Original topic: 老版本4.0.2版本delete之后的数据可以通过缩容清理空regin吗
Currently, there are two databases, 4.0.2 and 4.0.9, with data from around 2018 to the present. Now, when deleting data, it has been deleted up to June 2022. Basically, half of the data has been deleted, and it’s estimated that 4TB of data out of 8TB has been deleted. However, the disk space does not decrease. I noticed that in versions after 6.5, delete operations will gradually merge and reduce disk space. Versions below 6.5 do not have this feature. How can I save space now? I’m thinking, will directly reducing the size handle empty regions and save space?
DELETE, TRUNCATE, and DROP do not immediately release space. For TRUNCATE and DROP operations, TiDB’s GC (garbage collection) mechanism will delete data and release space after reaching the GC time (default is 10 minutes). For DELETE operations, TiDB’s GC mechanism will delete data but will not release space. Instead, the space will be reused when subsequent data is written to RocksDB and compaction occurs.
I haven’t used the old version of TiDB. I saw in the 4.0 documentation that you can manually compact TiKV. If your disk doesn’t release space after GC, you might consider manual compaction. This operation has a high IO load, so avoid using it during peak business hours.
Clearing space mainly relies on compaction; you can try manual compaction.
Give it a try, as the guy suggested.
I read in the documentation that before version 6.5, compact was about reusing space, not saving space. From version 6.5 onwards, compact is about saving space and significantly reducing disk usage.
Isn’t scaling down equivalent to changing from three 1TB to two 1TB? This can’t be considered as freeing up space, right?
Now we just want to save resources and reduce the number of machines. We plan to scale down from 3 servers with 1TB each to 2 servers. If we directly release empty regions, will the remaining 2 servers still have only 1TB of space and 3 replicas? The remaining 2 servers’ disk space won’t increase. Isn’t that considered releasing space?
Is it possible that there are many empty regions after deletion? In theory, empty regions should merge and reduce space.
Check the GC.
Another situation is that empty regions and adjacent regions are not on the same machine and cannot be merged. You can try
scheduler add shuffle-region-scheduler
to randomly shuffle and see if it helps. However, this can also cause performance jitter, so use it with caution.

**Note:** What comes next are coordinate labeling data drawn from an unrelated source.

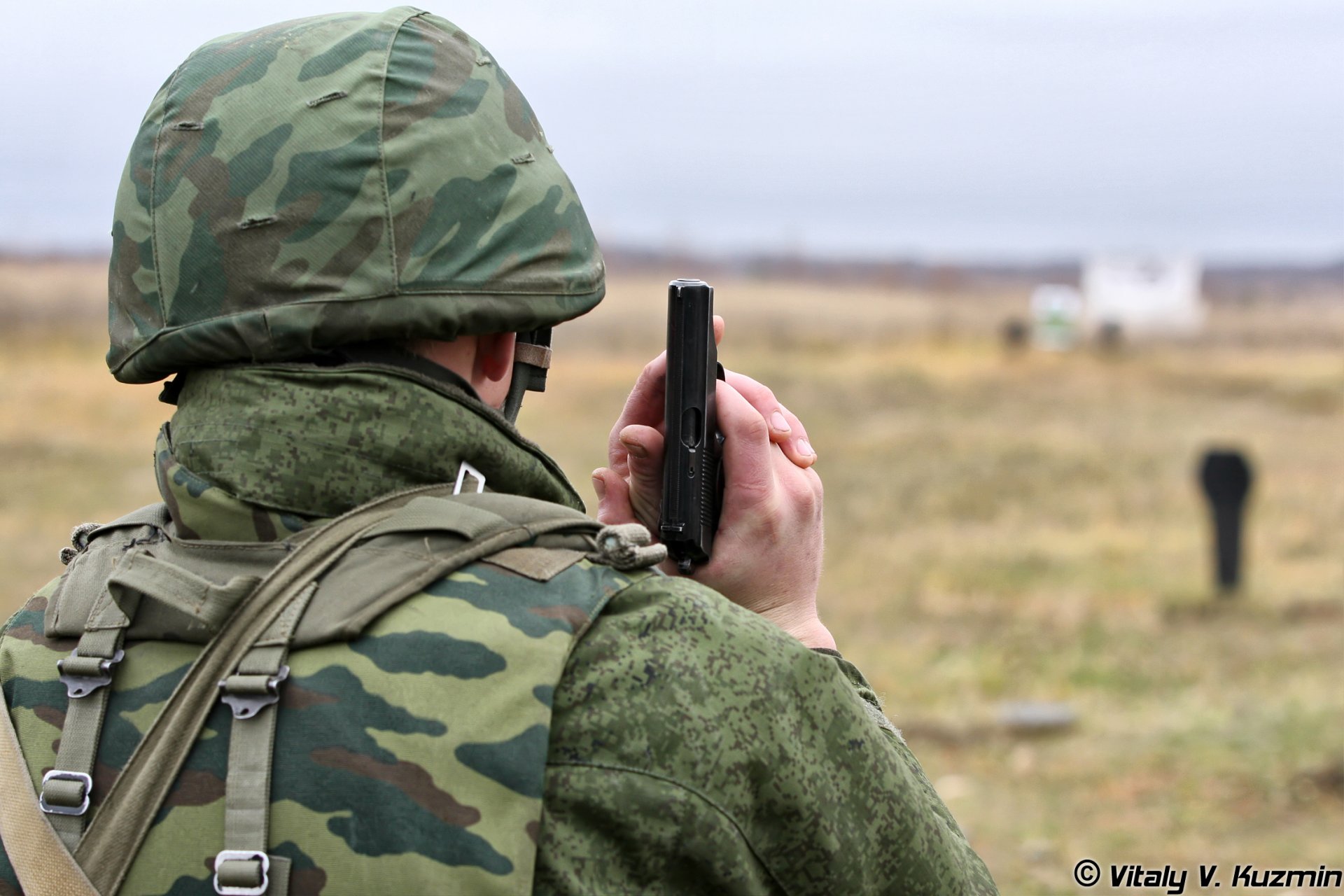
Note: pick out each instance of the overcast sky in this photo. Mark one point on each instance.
(933, 130)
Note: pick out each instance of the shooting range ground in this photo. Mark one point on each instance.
(999, 528)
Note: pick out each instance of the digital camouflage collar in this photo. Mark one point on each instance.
(257, 453)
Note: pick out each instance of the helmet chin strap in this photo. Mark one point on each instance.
(531, 360)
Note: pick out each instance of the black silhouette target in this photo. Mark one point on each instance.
(1226, 477)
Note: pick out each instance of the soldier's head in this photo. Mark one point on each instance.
(340, 181)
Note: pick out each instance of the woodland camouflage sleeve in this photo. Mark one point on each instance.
(695, 748)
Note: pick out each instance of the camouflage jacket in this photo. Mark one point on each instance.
(691, 747)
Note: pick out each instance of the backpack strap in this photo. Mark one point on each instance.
(244, 867)
(67, 789)
(39, 858)
(120, 827)
(86, 673)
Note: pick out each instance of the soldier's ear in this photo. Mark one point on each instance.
(495, 355)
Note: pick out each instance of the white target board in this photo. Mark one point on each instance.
(1154, 296)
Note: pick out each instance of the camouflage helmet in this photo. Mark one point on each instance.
(336, 181)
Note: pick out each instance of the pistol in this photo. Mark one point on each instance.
(692, 477)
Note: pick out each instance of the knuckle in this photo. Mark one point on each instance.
(756, 430)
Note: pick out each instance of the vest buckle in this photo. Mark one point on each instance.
(59, 798)
(242, 872)
(248, 695)
(84, 675)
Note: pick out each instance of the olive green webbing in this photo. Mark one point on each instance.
(120, 825)
(252, 743)
(83, 726)
(43, 864)
(248, 645)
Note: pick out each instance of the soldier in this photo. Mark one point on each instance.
(347, 239)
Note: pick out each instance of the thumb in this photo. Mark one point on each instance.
(613, 498)
(644, 447)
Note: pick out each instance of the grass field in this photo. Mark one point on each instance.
(999, 528)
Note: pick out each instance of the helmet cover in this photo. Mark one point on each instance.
(336, 181)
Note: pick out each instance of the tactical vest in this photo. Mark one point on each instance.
(255, 609)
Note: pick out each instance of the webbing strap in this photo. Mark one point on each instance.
(253, 692)
(43, 864)
(179, 589)
(67, 789)
(128, 811)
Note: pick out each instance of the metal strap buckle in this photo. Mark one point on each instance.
(242, 856)
(249, 695)
(461, 475)
(78, 777)
(83, 682)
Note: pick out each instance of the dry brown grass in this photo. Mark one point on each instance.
(999, 528)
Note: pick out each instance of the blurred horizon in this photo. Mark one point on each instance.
(969, 132)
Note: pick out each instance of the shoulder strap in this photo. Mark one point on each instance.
(127, 813)
(42, 862)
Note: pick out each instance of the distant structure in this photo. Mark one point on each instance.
(1142, 296)
(1057, 314)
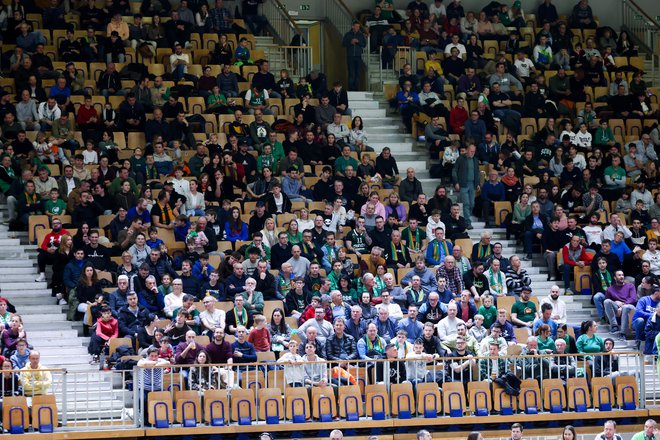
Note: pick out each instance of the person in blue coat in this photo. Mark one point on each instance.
(491, 191)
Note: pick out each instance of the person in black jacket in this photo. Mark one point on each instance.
(341, 346)
(339, 99)
(552, 241)
(533, 227)
(132, 317)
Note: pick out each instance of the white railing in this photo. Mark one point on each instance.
(641, 25)
(278, 17)
(341, 18)
(296, 59)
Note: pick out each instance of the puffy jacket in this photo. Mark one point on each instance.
(129, 324)
(72, 273)
(160, 268)
(333, 348)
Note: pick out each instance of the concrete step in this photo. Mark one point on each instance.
(360, 96)
(359, 106)
(4, 270)
(29, 286)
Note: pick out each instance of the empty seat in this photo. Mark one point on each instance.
(602, 393)
(402, 400)
(554, 395)
(504, 403)
(429, 400)
(243, 406)
(529, 399)
(216, 407)
(297, 405)
(627, 393)
(188, 408)
(161, 412)
(324, 404)
(578, 394)
(270, 405)
(350, 403)
(454, 401)
(15, 415)
(479, 398)
(378, 406)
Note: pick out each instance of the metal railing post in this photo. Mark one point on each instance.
(65, 401)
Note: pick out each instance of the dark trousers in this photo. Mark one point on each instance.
(353, 64)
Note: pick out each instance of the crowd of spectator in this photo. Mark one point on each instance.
(364, 274)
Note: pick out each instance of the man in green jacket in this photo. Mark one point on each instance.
(465, 176)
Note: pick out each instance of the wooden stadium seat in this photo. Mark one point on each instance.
(196, 105)
(502, 209)
(378, 405)
(479, 398)
(271, 305)
(350, 403)
(116, 342)
(504, 403)
(627, 394)
(554, 395)
(297, 409)
(528, 126)
(275, 379)
(324, 403)
(402, 400)
(188, 408)
(582, 278)
(202, 340)
(521, 333)
(161, 412)
(453, 399)
(174, 382)
(270, 405)
(216, 407)
(634, 128)
(44, 413)
(578, 394)
(243, 406)
(253, 379)
(602, 393)
(466, 245)
(529, 399)
(15, 414)
(617, 126)
(35, 224)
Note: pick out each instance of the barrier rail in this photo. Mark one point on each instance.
(278, 17)
(297, 59)
(436, 391)
(641, 25)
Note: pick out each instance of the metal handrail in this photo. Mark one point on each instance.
(278, 17)
(641, 11)
(640, 24)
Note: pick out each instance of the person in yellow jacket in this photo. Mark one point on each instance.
(34, 380)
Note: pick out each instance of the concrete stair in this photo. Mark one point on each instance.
(90, 393)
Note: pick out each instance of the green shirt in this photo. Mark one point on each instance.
(526, 312)
(56, 208)
(342, 162)
(595, 344)
(489, 314)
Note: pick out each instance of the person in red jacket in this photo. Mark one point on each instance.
(49, 247)
(106, 329)
(574, 254)
(458, 117)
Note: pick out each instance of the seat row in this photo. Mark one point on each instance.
(351, 403)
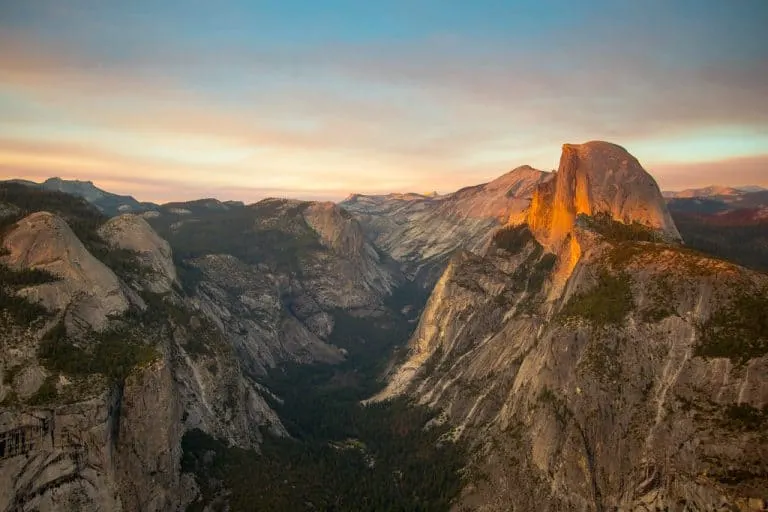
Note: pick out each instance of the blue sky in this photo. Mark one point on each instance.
(316, 99)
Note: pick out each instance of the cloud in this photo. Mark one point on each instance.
(327, 120)
(751, 170)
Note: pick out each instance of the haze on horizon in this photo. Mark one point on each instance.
(315, 100)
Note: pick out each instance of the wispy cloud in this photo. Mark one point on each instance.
(244, 117)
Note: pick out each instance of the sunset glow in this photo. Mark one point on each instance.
(179, 100)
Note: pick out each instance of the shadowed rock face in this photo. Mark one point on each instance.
(132, 233)
(599, 387)
(87, 440)
(593, 178)
(44, 241)
(422, 232)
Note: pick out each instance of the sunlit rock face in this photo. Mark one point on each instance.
(88, 287)
(597, 177)
(584, 366)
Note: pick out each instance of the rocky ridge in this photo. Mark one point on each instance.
(612, 386)
(422, 232)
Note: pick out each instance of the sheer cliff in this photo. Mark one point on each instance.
(422, 232)
(117, 342)
(592, 361)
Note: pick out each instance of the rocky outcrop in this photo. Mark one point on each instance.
(422, 232)
(597, 178)
(133, 233)
(86, 288)
(352, 274)
(93, 420)
(612, 390)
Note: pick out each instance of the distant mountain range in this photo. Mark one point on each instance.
(110, 204)
(712, 191)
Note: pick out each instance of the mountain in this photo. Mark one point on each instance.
(422, 232)
(730, 227)
(107, 362)
(121, 343)
(710, 191)
(591, 361)
(108, 203)
(751, 188)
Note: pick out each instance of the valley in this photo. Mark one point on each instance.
(546, 341)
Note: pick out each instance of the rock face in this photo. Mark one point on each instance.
(87, 288)
(132, 233)
(354, 274)
(614, 390)
(422, 232)
(594, 178)
(92, 413)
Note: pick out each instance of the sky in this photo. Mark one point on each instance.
(176, 100)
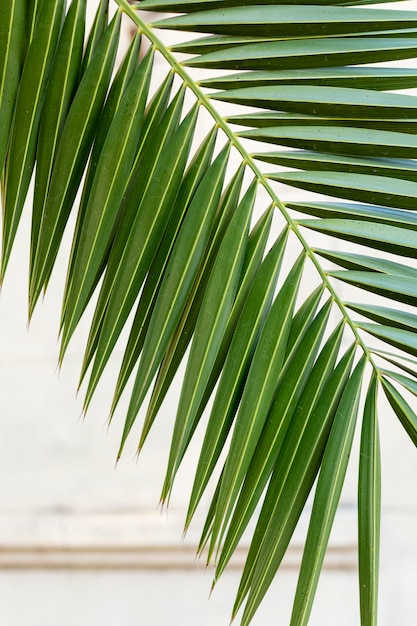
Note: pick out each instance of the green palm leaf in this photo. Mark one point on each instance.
(180, 238)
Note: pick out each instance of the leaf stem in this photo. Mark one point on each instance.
(204, 101)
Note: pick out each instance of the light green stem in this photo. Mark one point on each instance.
(204, 101)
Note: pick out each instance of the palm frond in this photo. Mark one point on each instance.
(193, 238)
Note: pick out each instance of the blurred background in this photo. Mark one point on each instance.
(83, 542)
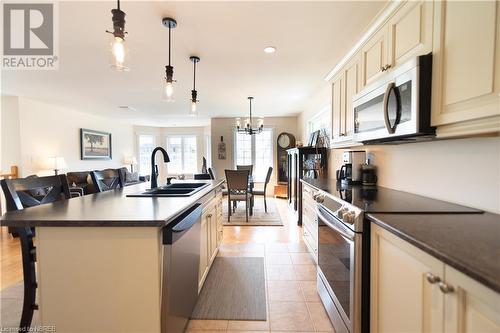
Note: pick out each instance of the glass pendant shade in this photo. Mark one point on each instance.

Thank you all for your responses. Previously, I deleted data for a few days but didn’t see a reduction in storage. Then, I checked the official documentation for versions up to 6.5, which didn’t mention that delete would automatically shrink the storage, so I thought the disk space wouldn’t decrease. However, I just checked the monitoring and it seems the disk usage has decreased.
Currently, observing the 4.0.9 version of the database, the disk space has reduced somewhat, but not significantly. It’s just enough to downsize by one or two machines. For version 4.0.9, I noticed a trend over 15 days where the space decreased a bit. Previously, each server had an average of 1.3-1.4T, and now it’s between 800-1T.
From February 1st to February 13th, I was deleting nearly 200 million records daily, then stopped deleting. From the 22nd, I started deleting around 100 million records daily again. I’ll continue to observe the situation after I finish deleting all the data.
4 will also shrink back, especially if you delete and create empty regions. Compact will merge regions to save space.
Compact is a feature of RocksDB. In my tests with higher versions, delete operations also reclaim space, but the speed of this reclamation is measured in days, which is much slower than manual compaction.
Got it, understood. Previously, I was under the impression that delete does not release space. Thank you.
This is not urgent. I haven’t taken over someone else’s database for long. The immediate task is to clean up historical data and reduce costs. Minimize manual intervention as much as possible. Previous actions have already impacted the business a lot.
GC is responsible for managing this. Check if the configuration is appropriate.
Manual compaction should be achievable.
This topic was automatically closed 60 days after the last reply. New replies are no longer allowed.